Date Thu, 07 Aug 2014 04:14:39 GMT

Am 06.08.2014 um 19:07 schrieb Andrew Purtell:
> We have no known vulnerabilities that equate to a SQL injection attack
> vulnerability. However, as Esteban says you'd want to treat HBase like any
> other datastore underpinning a production service and out of an abundance
> of caution deploy it into a secure enclave behind an internal service API,
> so random (possibly untrusted) clients are not hitting it directly.
this is of course a very good point. Not specific to hbase, but of
course true for hbase, too.

There should be of course only one type of client who hit the db
directly: the operating service clients.

> If you'd like to encrypt data flowing in and out of the secure enclave on
> the wire, deploy a KDC for cluster services and enable strong
> authentication plus SASL "auth-conf" protection level. Requires HBase
> 0.98.3 or higher (HBASE-11149).
thanks for the hints.

> The administrative UIs might have some kind of cross-site vulnerability
> because we don't worry about that; the UIs are expected to be firewalled
> for admin access only.
this is of course an important point, too.
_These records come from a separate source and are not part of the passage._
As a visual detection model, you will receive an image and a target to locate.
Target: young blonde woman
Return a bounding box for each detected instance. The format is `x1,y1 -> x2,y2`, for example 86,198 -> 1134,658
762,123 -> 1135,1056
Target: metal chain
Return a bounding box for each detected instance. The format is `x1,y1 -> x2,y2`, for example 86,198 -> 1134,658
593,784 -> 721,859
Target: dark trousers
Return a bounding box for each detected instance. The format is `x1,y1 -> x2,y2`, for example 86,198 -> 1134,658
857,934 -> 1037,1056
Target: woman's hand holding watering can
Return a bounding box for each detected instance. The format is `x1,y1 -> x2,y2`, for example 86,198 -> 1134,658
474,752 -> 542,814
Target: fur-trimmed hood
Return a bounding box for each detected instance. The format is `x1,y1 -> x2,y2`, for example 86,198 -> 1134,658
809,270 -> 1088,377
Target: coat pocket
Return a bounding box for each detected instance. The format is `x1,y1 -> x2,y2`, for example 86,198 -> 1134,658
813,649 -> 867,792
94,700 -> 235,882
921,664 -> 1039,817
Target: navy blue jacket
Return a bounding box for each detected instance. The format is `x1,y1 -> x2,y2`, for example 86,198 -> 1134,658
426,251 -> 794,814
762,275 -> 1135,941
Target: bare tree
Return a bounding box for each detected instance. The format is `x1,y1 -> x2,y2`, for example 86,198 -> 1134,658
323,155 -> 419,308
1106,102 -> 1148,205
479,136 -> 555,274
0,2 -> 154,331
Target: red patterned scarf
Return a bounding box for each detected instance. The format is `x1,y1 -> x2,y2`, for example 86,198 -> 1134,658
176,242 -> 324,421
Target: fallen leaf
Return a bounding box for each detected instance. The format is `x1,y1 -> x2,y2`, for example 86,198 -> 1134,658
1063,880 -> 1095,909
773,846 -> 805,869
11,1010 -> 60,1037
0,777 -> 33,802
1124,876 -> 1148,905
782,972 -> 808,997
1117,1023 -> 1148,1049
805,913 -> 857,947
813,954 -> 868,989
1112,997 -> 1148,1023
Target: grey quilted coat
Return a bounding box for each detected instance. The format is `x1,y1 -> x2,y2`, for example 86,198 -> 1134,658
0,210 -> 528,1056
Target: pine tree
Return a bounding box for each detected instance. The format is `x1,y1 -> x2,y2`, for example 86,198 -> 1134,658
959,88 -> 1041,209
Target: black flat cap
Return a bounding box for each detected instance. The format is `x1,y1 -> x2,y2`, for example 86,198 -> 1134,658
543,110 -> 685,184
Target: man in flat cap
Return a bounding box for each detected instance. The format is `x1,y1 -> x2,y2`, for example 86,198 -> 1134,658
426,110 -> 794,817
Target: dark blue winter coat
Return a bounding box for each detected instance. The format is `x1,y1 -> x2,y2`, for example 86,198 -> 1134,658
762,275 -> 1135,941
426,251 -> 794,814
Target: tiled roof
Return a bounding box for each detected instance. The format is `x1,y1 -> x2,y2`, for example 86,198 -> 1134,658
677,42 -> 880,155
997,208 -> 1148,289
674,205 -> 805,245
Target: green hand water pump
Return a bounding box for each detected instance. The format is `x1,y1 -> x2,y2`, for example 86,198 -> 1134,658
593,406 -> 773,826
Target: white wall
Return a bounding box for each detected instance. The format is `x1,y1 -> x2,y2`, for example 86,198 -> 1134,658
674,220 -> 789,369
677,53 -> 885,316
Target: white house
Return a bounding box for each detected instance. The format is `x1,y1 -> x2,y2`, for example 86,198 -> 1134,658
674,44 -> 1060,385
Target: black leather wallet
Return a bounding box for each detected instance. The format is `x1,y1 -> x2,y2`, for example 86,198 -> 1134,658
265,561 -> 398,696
So my takeaway from your responses are:
* make the db as encapsuled as possible => should be hit only by the
service api which has to be as restrictive as possible
* least priviliges of course
* every administrative interface should be firewalled (actually I would
also use openvpn, but the general point is clear)

However, this are very general points (true of course, but very general
and generic for all dbs or whatever system does the work).

That's there is nothing else to consider makes me kind of nervous. So if
there is something like a login, where the user can post "username" and
"password", and I do a getRow for the username (=rowkey), and than e.g.
make a check for the passwd (sha encrypted of course) etc. ... basically
the user can define whatever string the user wants to the getRow rowkey.

So the application does not need to "escape" the username for the getRow
which is then pumped more or less directly into the db (even if it is
just a getRow) ... just makes me nervous :D.

However, the attack scenarios pointed out by Esteban (evil RPC => OOME)
showed me, that I should restrict the possible strings (e.g. usernames
in this case) to e.g. [a-Z0-9]{2,100}, even if there is no possible
vulnerablity known.

Perhaps I did SQL too long to be a little more trustful. I guess this is
the adaption process for me and "real" NoSQL. God, I love hbase ;).